Sejak Litbang Kompas menerbitkan hasil survenya tentang vitalnya menindak tegas influencer atau buzzer porvokatif yang memperkeruh situasi untuk mencegah polarisasi yang meruncing sejak Pilpres 2019 di Harian Kompas, Senin (6/5/2022) pun dikutip oleh berbagai media massa lainnya, ternyata hingga detik ini, pemerintah nampaknya tetap tidak bergeming.

Sebelumnya, sebagai rakyat jelata, saya sudah berkali-kali menulis agar pemerintah menindak tegas para influencer atau buzzer porvokatif ini yang hidupnya hanya membuat keruh suasana, membuat perpecahan, nyinyir nantangin siapa saja yang tidak segerbong.

Di berbagai media massa dan media sosial, berbagai pihak dan masyarakat juga sangat gerah atas kehadiran dan keberadaan para influencer atau buzzer porvokatif ini, sampai pada akhirnya ada kejadian nyata,  salah satu sosok  yang selama ini dianggap influencer atau buzzer porvokatif digebuki massa yang sudah menunggu kemunculannya.

Tetapi pemerintah dengan petugasnya malah seolah melindungi para influencer atau buzzer porvokatif ini, padahal tindakan dan perbuatannya jelas-jelas telah melanggar Sila-Sila dalam Pancasila.

Sementara, pemerintah dan putugasnya, sangat mudah menangkapi dan memenjarakan pihak-pihak dan rakyat jelata yang dianggap membahayakan NKRI.

Kini, Litbang Kompas pun akhirnya melakukan survei atas keberadaan influencer atau buzzer porvokatif. Hasil survenya dapat ditebak. Tentu sesuai dengan apa yang selama ini diresahkan oleh rakyat.
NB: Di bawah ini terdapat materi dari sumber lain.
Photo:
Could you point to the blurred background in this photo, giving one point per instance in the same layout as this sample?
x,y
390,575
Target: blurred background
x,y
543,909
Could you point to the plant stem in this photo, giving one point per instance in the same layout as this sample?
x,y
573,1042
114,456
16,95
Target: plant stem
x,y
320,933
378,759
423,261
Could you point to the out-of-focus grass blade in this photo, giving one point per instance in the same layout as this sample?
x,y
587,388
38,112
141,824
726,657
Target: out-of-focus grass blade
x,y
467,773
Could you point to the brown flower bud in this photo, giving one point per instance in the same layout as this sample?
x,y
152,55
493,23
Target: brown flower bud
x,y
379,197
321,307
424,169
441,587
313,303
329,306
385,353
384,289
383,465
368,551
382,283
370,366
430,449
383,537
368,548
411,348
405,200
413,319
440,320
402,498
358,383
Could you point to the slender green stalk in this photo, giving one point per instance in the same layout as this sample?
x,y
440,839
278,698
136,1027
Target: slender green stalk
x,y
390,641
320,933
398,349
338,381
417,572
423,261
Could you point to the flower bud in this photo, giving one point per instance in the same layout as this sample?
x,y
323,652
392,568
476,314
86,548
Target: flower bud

Setelah survei Litbang Kompas, rakyat menunggu, apa yang akan dilakukan oleh pemerintah terhadap para influencer atau buzzer porvokatif karena dataya menunjukkan hasil pentingnya menindak tegas influencer atau buzzer porvokatif yang memperkeruh situasi untuk mencegah polarisasi yang meruncing sejak Pilpres 2019.

Luar biasa, ada sebanyak 87,8 persen responden yang terlibat dalam survei menyatakan hal tersebut.

"Tentu pemerintah memiliki instrumen untuk memilah mana yang provokatif mana yang tidak sehingga bisa memberi iklim yang kondusif bagi demokrasi," tulis peneliti Litbang Kompas Gianie, seperti dikutip dari Harian Kompas, Senin (6/6/2022).

Hasil survei lainnya, ada 90,2 persen responden yang meminta kedua kubu pendukung pasangan calon presiden dan wakil presiden pada Pilpres 2019 diminta menahan diri untuk tidak saling berkomentar di media sosial yang dapat menimbulkan kebencian atau kemarahan.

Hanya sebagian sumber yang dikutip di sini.